Last Updated: Friday - 09/24/2010
Week of March 15, 1999
Overthrow the debt
Vigil raises awareness of major cause of poverty
By ANH HOANG WCR Staff Writer Edmonton
It's 2:30 a.m. Saturday morning and the party crowd is slowly streaming out of the pubs and music clubs along Whyte Avenue in Old Strathcona.
Off the strip in the petite Orange Hall behind the Farmer's Market, Ron Berezan sets up his sleeping bag on a thinly carpeted floor. He has spent the day crusading for the debt relief campaign and is turning in for a few zzz's before he has to do it over again in the morning.
It's not that Berezan wouldn't prefer to go home and slump his head on a pillow in a warm bed, but he's in this for the long haul tonight. The 24-hour long haul.
Of course, there is a message behind Berezan's campout.
"I hope that people will take what they hear today and start talking about it so that this idea becomes a mainstream idea and not something among a select group," Berezan said.
The idea Berezan is throwing out is the need to end the global debt of the world's poorest countries.
"The situation is insane. People need to realize that and learn about it, there is this complete immoral ignorance on this."
Berezan was an organizer of the 24-hour vigil March 5-6 in support of the International Third World Debt Relief Campaign. He is a representative for Change For Children, an event sponsor.
Other sponsors include the Canadian Catholic Organization for Development and Peace (CCODP), St. Joseph's Save the Children, Edmonton Jubilee 2000 Committee, the Ecumenical and Social Justice commissions and the Honduran Canadian Association.
The vigil began Friday afternoon with guest speakers highlighting the impoverished conditions of citizens in the Philippines, Nicaragua and the Democratic Republic of the Congo, formerly Zaire.

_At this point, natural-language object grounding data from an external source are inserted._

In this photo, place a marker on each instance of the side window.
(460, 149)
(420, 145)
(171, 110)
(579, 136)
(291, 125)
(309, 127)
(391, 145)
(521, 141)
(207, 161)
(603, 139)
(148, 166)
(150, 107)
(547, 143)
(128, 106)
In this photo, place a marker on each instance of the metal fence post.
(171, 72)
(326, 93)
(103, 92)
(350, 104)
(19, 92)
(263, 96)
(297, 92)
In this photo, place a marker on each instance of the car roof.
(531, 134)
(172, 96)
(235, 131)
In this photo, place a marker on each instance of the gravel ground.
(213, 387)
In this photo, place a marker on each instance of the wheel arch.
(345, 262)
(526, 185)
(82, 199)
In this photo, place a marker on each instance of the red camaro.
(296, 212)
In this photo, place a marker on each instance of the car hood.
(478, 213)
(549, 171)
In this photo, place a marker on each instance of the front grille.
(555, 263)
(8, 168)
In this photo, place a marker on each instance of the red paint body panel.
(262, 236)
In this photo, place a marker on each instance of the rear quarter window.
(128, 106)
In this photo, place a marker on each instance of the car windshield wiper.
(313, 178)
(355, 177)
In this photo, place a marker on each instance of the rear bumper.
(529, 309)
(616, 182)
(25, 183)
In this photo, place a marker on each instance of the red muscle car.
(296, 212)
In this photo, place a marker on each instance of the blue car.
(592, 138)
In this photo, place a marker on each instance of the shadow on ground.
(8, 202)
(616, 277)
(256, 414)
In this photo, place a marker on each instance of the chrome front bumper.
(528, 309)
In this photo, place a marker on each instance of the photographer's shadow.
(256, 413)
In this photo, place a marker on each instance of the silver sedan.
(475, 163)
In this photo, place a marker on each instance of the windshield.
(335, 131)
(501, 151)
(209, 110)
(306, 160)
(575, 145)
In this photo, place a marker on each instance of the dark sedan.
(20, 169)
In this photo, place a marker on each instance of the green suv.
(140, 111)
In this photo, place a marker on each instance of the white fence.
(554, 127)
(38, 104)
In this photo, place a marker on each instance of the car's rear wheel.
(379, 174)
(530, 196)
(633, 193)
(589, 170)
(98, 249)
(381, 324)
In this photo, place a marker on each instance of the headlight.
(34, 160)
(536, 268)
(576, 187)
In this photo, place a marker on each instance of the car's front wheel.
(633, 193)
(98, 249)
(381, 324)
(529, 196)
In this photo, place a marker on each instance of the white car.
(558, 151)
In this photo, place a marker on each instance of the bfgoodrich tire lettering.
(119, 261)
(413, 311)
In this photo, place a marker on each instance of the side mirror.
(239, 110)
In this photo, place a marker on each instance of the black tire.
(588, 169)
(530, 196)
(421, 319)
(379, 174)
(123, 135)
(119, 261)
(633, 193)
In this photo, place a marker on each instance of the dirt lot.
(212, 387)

"A friend of mine was saying I should psyche myself up before I come here and speak about it," said Virginia Cawaga, a University of Alberta professor and native of the Philippines. "But I don't need to psyche myself up. The foreign debt of the Philippines is imbedded in my heart and bones.
"If we were to pay the debt, that would mean that each Filipino owes 30,000 pesos. That's six months of pay for a middle-class wage earner."

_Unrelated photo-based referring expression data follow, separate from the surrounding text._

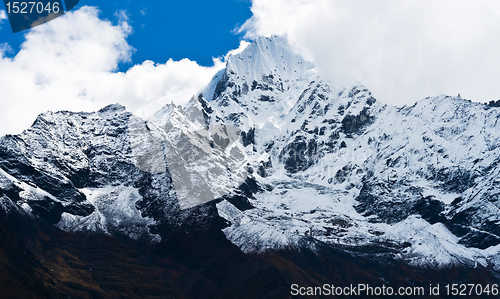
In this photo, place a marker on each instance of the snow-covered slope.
(326, 166)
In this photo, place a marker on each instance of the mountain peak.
(113, 108)
(268, 56)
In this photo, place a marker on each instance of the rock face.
(326, 168)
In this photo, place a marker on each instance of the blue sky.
(194, 29)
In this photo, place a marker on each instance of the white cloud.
(402, 50)
(71, 64)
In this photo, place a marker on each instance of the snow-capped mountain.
(325, 166)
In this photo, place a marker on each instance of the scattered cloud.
(71, 64)
(401, 50)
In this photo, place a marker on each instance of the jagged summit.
(418, 182)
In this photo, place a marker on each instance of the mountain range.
(324, 185)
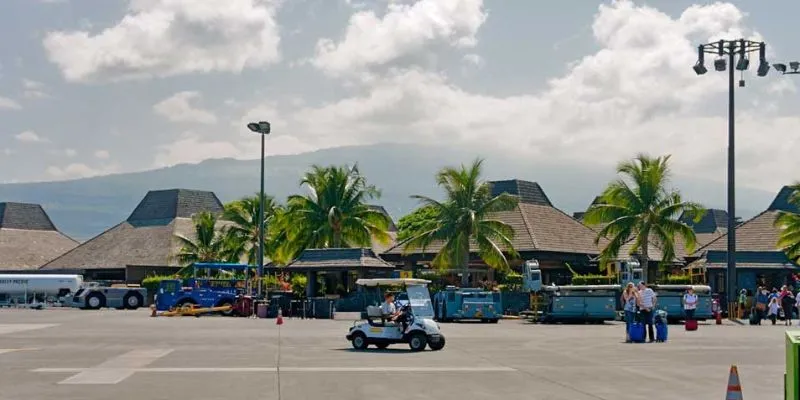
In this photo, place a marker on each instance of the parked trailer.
(94, 296)
(23, 288)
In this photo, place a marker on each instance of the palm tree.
(466, 216)
(243, 231)
(789, 224)
(638, 206)
(334, 213)
(210, 244)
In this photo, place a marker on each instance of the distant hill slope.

The former Zaire is the third largest country in Africa and the richest in terms of natural resources. Its debt load weighs in at more than $4 billion, the majority of which was built up by some of the country's former leaders who lived in grandeur at what will now be the people's expense.
"I hope that people don't go to conference after conference without anything happening," said Emmanuel Zinza, a University of Alberta student from Zaire. "Conferences like this are good, but we need to do more than just talk here. When we're finished here, we need to go and talk to Jean Chr‚tien, talk to Ralph Klein.
"If, after this conference, we go to another conference and another one, that doesn't do anything. We need to do more than just talk here."
The vigil is more than just talk, said Berezan. It enlightens the public on the issue at hand and gives them an opportunity to support the effort through a debt relief petition, which will be presented to Finance Minister Paul Martin or Prime Minister Jean Chretien.
The debt petition is a national effort and is part of the Jubilee 2000 campaign. The vigil brought in more than 300 signatures. The local office of the Canadian Catholic Organization for Development and Peace has accumulated 6,642 signatures provincially, but suspects there could be hundreds more gathered from other organizations and Church groups.
The petition calls for Canada to cancel the more than $1 billion owed to it from some of the poorest countries. It also makes a plea for similar debt relief from the World Bank and International Monetary Fund.
"And it's not like Canada needs this money," said Kathrine Seane, who attended the noon-hour rally. "They won't go under because they're not getting money back from Nicaragua.
"A billion-dollar debt may be a lot, but Canada's economy will sustain without it. We have the resources. Those other countries just dig themselves into a deeper hole every time they make (debt) payments."
Despite the foreign aid many of these countries receive, it will never be enough to alleviate their debt burden. Most of these countries pay more in interest than they owe, said Berezan.
"Every dollar that leaves North America for aid to these countries, three come back," Berezan said. "These debts are a modern form of slavery for these people."
Berezan estimated more than 160 people attended the vigil at various times throughout the evening. In the wee hours of the night, after the speakers had gone and the music had died down, only a handful of die-hard vigil-ites were left overdosing on coffee and hot chocolate.
"This isn't just an issue about people in another country," said Chris Peters, who also camped out on the Orange Hall floor. "We're not creating the problem but we're perpetuating it. We need to change that."
Change is what Pat Ho hopes the vigil will instill in the people who attended.
"There needs to be some changes," said Ho, who sauntered out of the hall after spending five hours at the vigil. "Changes not only in our lifestyle, but in our way of thinking. There needs to be this awareness that what we do here can affect someone else in another country."